Le linee private label permettono di offrire prodotti di qualità a prezzi competitivi, ma devono essere costruite con cura, con un posizionamento chiaro e coerente. Personalmente vedo nella MDD una grande opportunità per differenziare l’offerta e rafforzare la relazione con il cliente. Sono convinto che il futuro del reparto ittico sarà guidato da un equilibrio tra etica, efficienza ed esperienza d’acquisto. Chi saprà interpretare questi cambiamenti con sensibilità e strategia, potrà trasformare il banco del pesce in un vero punto di forza della GDO. E per chi, come me, vive questo settore ogni giorno, è un momento stimolante, pieno di sfide ma anche di possibilità.

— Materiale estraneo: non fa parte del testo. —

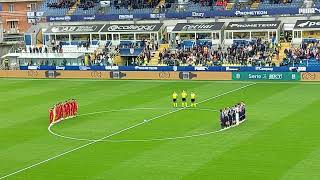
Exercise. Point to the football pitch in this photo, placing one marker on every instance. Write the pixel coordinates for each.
(129, 130)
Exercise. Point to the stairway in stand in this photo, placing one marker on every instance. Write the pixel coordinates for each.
(229, 6)
(155, 59)
(73, 8)
(284, 46)
(157, 9)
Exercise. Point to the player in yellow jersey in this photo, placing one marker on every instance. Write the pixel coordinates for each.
(193, 99)
(184, 98)
(174, 99)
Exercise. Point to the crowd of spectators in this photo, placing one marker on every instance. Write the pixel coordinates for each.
(254, 53)
(62, 4)
(148, 46)
(136, 4)
(85, 5)
(306, 51)
(102, 58)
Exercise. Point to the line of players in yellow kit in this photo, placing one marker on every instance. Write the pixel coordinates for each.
(184, 97)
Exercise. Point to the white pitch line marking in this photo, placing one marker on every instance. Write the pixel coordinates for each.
(128, 140)
(115, 133)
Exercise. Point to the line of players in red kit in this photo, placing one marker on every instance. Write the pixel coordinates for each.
(63, 111)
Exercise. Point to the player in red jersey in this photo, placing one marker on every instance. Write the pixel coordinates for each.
(50, 115)
(76, 107)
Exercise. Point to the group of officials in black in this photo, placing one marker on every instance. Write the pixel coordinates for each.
(233, 115)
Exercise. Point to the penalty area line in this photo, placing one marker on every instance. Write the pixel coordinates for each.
(118, 132)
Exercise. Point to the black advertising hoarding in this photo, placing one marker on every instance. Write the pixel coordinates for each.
(307, 24)
(254, 25)
(94, 28)
(132, 27)
(214, 26)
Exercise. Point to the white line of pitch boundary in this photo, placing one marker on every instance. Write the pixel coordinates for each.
(115, 133)
(173, 81)
(132, 140)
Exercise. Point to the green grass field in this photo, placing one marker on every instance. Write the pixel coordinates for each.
(279, 140)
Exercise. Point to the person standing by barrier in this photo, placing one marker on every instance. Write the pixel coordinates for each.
(184, 98)
(193, 99)
(6, 63)
(174, 99)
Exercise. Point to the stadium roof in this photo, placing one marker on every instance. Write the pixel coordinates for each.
(75, 29)
(144, 28)
(44, 55)
(307, 24)
(198, 27)
(253, 25)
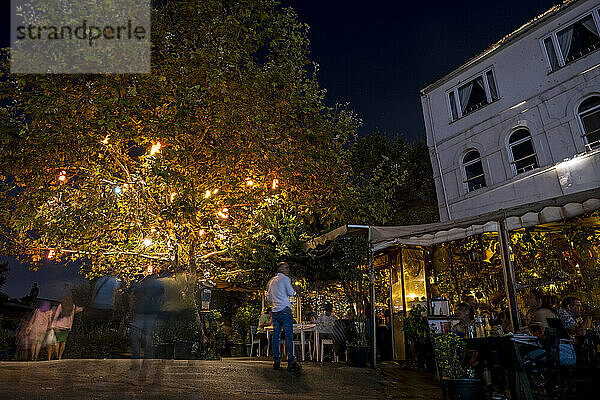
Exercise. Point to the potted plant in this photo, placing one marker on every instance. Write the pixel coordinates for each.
(450, 352)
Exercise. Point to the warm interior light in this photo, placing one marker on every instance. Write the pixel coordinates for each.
(155, 148)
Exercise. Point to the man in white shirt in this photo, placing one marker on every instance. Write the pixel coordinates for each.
(279, 290)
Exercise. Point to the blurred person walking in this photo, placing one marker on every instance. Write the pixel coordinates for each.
(63, 322)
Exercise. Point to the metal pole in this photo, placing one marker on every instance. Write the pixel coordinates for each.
(372, 296)
(509, 274)
(391, 269)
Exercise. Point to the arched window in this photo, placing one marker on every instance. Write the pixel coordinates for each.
(522, 152)
(589, 116)
(474, 176)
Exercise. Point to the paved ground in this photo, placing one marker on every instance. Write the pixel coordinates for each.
(225, 379)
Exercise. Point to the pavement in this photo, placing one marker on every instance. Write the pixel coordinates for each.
(229, 378)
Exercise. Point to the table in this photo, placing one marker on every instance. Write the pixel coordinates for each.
(299, 328)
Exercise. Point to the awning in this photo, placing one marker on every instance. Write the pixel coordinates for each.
(534, 214)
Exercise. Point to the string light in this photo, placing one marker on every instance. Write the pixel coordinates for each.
(155, 148)
(224, 213)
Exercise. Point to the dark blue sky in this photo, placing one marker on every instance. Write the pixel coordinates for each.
(375, 55)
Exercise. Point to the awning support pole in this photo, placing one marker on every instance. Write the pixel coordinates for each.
(509, 274)
(372, 300)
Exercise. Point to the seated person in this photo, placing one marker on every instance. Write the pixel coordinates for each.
(263, 321)
(540, 308)
(464, 313)
(571, 316)
(327, 319)
(309, 315)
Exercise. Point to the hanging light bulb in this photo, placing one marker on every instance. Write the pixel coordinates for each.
(155, 148)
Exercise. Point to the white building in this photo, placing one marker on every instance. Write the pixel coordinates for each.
(519, 123)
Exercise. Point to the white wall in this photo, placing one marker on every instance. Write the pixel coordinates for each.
(530, 96)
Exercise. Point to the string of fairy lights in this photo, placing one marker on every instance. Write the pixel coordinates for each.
(147, 242)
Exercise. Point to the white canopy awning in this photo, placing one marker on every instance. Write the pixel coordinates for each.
(531, 215)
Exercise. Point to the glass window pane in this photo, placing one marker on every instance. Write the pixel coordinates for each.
(589, 103)
(579, 39)
(492, 84)
(518, 135)
(526, 164)
(474, 170)
(453, 106)
(476, 183)
(470, 156)
(549, 44)
(522, 150)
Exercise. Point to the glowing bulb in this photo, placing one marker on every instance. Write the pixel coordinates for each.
(224, 213)
(155, 148)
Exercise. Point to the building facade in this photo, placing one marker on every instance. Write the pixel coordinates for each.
(519, 123)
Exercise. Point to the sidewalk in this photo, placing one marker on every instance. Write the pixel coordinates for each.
(240, 378)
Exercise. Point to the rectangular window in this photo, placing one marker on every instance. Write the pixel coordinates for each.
(473, 95)
(573, 42)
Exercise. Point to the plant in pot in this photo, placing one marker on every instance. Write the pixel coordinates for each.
(416, 331)
(450, 352)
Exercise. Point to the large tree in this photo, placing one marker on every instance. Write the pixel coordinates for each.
(175, 166)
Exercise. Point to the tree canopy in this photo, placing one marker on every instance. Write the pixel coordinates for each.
(179, 165)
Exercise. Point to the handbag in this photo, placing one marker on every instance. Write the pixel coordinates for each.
(50, 339)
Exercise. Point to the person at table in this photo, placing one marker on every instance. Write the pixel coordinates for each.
(326, 319)
(572, 318)
(263, 321)
(279, 291)
(309, 315)
(540, 308)
(464, 313)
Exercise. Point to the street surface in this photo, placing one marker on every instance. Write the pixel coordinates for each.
(240, 378)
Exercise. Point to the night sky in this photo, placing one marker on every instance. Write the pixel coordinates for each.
(376, 56)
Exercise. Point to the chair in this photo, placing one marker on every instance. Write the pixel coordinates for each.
(306, 342)
(254, 341)
(325, 342)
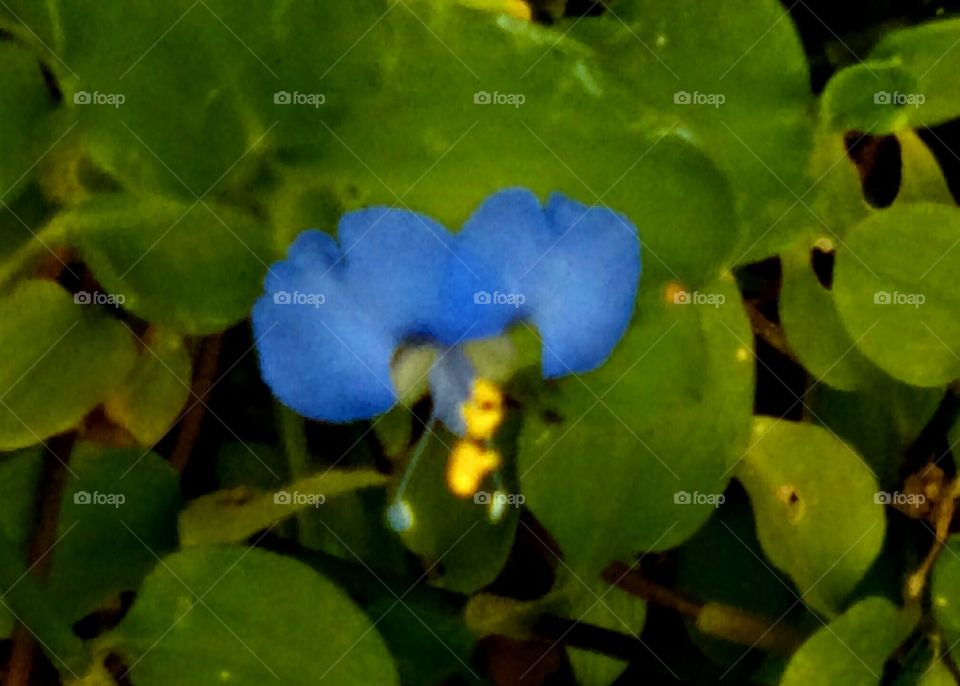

Dalle parole di Mirko Tomsi, emerge una fotografia chiara: il reparto ittico della grande distribuzione non è più un semplice spazio espositivo, ma un laboratorio di innovazione, sostenibilità e relazione con il consumatore. In un mercato in costante mutamento, la sfida è trasformare ogni assortimento in un racconto di fiducia e valore. È in questo equilibrio, tra responsabilità e visione, che si gioca il futuro del pesce nella GDO.